Yes — bridging insurance reimbursement delays is one of the most common healthcare use cases. The advance funds operating expenses during the 60–120 day receivables cycle, and repays through small weekly ACH debits as reimbursement deposits arrive. Funders understand the healthcare cash-flow pattern; the consistent reimbursement deposits shown in bank statements actually help qualify (they're evidence of a functioning practice with real receivables).
How much working capital can my medical practice qualify for?
Funding scales with monthly deposits. A solo practitioner doing $40K/month typically qualifies for $30K–$50K. A small group practice doing $150K/month qualifies for $100K–$200K. Mid-size practices ($500K+/month) can access $500K–$1M+. The qualification metric is gross monthly deposits (insurance reimbursement + patient pay + ancillary revenue combined).
Does practice specialty affect working capital approval?
Most specialties qualify under standard working capital terms, with minor differences in pricing tier. Specialties with longer reimbursement cycles (orthopedics, neurology) sometimes price slightly different than specialties with faster turnaround (urgent care, dentistry). Cash-pay specialties (cosmetic surgery, concierge medicine, aesthetic dermatology) underwrite differently — funders look at consistent patient deposits rather than insurance receivables. All specialties have legitimate paths to working capital.
Can I use working capital to buy new medical equipment?

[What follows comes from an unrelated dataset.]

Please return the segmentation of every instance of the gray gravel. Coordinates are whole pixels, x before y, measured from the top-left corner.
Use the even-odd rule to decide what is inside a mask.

You can, but evaluate whether equipment financing or an SBA loan would be cheaper for the equipment specifically. Working capital is ideal when you need the equipment quickly (next 30 days) and the speed premium is worth the higher cost. For planned equipment purchases on a 30–60 day timeline, equipment financing or SBA Express usually deliver better long-term economics. Many practices use working capital as bridge funding while a longer-term equipment finance arrangement closes.

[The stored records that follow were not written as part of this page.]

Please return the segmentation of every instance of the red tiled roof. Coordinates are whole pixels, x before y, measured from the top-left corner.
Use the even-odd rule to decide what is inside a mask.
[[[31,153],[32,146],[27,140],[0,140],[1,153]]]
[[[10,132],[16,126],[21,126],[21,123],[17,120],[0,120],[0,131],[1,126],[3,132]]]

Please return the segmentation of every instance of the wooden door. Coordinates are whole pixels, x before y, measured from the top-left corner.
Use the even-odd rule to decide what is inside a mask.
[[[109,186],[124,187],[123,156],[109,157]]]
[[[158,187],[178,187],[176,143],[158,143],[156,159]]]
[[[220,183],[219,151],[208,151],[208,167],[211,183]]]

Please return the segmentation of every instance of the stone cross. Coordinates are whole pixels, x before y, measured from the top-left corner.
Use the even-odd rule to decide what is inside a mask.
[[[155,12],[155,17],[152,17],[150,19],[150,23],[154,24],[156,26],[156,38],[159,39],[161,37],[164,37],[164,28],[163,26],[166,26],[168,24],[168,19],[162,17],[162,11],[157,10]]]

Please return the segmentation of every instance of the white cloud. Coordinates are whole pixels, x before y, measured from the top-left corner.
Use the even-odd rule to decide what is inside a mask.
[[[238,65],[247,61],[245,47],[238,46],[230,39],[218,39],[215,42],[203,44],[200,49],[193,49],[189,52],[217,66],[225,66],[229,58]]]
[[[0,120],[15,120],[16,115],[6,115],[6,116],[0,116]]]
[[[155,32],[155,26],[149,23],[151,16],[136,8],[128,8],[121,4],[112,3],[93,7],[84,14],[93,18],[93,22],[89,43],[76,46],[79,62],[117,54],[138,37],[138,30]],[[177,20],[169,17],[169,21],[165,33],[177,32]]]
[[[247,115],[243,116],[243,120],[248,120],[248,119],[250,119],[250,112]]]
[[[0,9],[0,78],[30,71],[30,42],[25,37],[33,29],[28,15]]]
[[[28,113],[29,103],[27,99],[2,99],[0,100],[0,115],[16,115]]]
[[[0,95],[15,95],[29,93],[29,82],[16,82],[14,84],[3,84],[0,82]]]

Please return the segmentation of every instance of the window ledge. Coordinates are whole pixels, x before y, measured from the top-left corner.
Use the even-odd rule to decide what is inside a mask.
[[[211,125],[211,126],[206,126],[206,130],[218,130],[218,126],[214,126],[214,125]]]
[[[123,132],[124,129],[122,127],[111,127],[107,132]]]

Can a medical practice get a business loan against insurance receivables?
Functionally yes, through revenue-based underwriting. Funders read 3–4 months of practice bank deposits — which are largely insurance remittances — and size an advance to roughly one month of that flow, wired in hours. It isn't a formal pledge of specific claims (medical AR factoring exists but is slower and payor-consent-heavy); the deposits themselves are the evidence. The result: capital that arrives this week against reimbursements that land in 60–120 days.
What are the best financing options for medical practices in 2026?
By use: a revenue-based working capital advance ($25K–$2M, hours) for payroll and reimbursement-gap bridging; an SBA loan at 10–13% APR for practice acquisition or partner buy-ins; equipment financing at 6–22% APR for imaging and clinical hardware; and a business line of credit for recurring seasonal or payor-mix swings. Practices in growth mode commonly run an SBA note for the acquisition and revenue-based capital for operating surges — the structures don't conflict.
Do medical practice loans require personal guarantees or collateral?
Bank and SBA practice loans almost always require a personal guarantee, and often a lien on practice assets. Revenue-based working capital is the lighter-touch structure: no collateral against equipment or the practice, with approval driven by deposit consistency rather than pledged assets. That difference is why many practice owners use bank debt for the building and the buy-in but bridge operating gaps with revenue-based capital that doesn't add liens to the balance sheet.